Fait intéressant, cette conclusion est indirectement confirmée par d'autres sources.
À propos des armures britanniques d'après-guerre
Comme vous le savez, entre la Première et la Seconde Guerre mondiale, une célèbre révolution a eu lieu dans la fabrication des armures cimentées. Et les navires lourds de la Seconde Guerre mondiale ont reçu une protection nettement plus forte.
Dans l'article précédent, j'ai déjà mentionné les travaux de T. Evers, dans lesquels il parle d'un changement important dans la composition chimique de la nouvelle armure allemande et recommande d'utiliser le coefficient "K" d'un montant de 2 337. "Au niveau " K " = 2 005, l'augmentation de la force est de 16, 6%, ce qui est très, très bon.
Quant aux cuirassés britanniques de l'époque de la Seconde Guerre mondiale, c'est de plus en plus intéressant avec eux.
Les Britanniques eux-mêmes croyaient que leur blindage conservait la supériorité sur les Allemands.

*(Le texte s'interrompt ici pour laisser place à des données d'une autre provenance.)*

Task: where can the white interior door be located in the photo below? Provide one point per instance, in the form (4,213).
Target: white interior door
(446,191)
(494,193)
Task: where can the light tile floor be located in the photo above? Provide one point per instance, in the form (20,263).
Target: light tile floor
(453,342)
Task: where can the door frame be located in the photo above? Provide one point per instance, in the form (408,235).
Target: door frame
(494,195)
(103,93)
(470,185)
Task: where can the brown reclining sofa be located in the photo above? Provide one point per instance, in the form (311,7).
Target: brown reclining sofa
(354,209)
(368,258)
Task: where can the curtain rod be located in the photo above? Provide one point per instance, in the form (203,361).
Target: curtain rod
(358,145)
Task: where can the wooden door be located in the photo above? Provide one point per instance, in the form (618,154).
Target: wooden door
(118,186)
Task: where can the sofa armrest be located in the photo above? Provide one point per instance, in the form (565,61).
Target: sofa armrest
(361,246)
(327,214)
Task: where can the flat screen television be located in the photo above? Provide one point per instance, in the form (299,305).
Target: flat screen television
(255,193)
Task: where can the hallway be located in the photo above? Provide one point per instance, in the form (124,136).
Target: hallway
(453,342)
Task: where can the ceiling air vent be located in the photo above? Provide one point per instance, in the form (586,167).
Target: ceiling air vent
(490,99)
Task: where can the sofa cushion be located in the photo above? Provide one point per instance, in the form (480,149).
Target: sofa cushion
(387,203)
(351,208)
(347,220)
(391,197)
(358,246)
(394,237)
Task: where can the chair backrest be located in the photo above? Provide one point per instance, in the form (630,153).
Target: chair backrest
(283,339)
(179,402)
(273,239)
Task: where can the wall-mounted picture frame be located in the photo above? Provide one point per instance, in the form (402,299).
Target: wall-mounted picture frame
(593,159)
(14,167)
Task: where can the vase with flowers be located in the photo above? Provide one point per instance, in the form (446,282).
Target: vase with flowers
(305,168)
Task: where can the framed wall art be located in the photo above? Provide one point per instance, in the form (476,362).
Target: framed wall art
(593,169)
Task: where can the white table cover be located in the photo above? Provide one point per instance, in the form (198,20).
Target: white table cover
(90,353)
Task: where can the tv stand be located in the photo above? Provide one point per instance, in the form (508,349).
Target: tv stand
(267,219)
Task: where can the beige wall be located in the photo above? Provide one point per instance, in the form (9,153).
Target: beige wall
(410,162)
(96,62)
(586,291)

Et, très probablement, la façon dont c'était vraiment.
Dans le livre "Les cuirassés britanniques, soviétiques, français et néerlandais de la Seconde Guerre mondiale" (par William H. Garzke et Robert Dulin), consacré à la fois aux projets réellement construits et restants sur papier des cuirassés de la Seconde Guerre mondiale, la page 267 indique le pénétration de blindage estimée des canons de 406 mm des cuirassés "Nelson" et des cuirassés prometteurs "Lion".
En utilisant les données présentées pour 1080 kg du projectile "Lion", nous obtenons le facteur de forme du projectile 0, 3855, l'angle de chute à une distance de 13 752 m - 9, 46 degrés, la vitesse sur le blindage - 597, 9 m/sec.
Le tableau montre la pénétration du blindage de 449 mm, qui, compte tenu de la relation indirecte entre l'épaisseur du blindage et sa durabilité (à partir de 300 mm), est de 400, 73 mm de l'épaisseur "réduite". En conséquence, le "K" de la plaque de blindage britannique dans ce cas sera de 2 564.
Donc, si nous supposons que les données de ces auteurs (William H. Garzke et Robert Dulin) ont raison, il s'avère que les blindés britanniques de la Seconde Guerre mondiale étaient environ 9, 7% plus résistants que les blindés allemands de la même période.
Et, si l'on suppose que les Britanniques ont amélioré la qualité de leur blindage par rapport à ce qu'ils avaient en 1911, du même 16,6% que les Allemands, il s'avère que le coefficient "K" du blindage mod. 1911 c'est 2 199 !
Au vu de ce qui précède, la conclusion suivante s'impose.
Les blindés allemands et russes de la Première Guerre mondiale étaient à peu près équivalents. Et leur "K" était de 2 005.
Le blindage britannique était 5 à 10 % plus résistant (10 % - à condition que la qualité du KS britannique reste inchangée depuis 1905 et que le barbet perforé du "Tiger" ne soit pas typique des caractéristiques de durabilité du blindage britannique).
L'amélioration du boîtier de blindage a conduit au fait que les navires allemands, construits dans les années 30 du XXe siècle, ont reçu un blindage avec "K" = 2337, et les Britanniques - avec "K" = 2 564.
En d'autres termes, la supériorité d'environ 10 % des blindés anglais demeurait.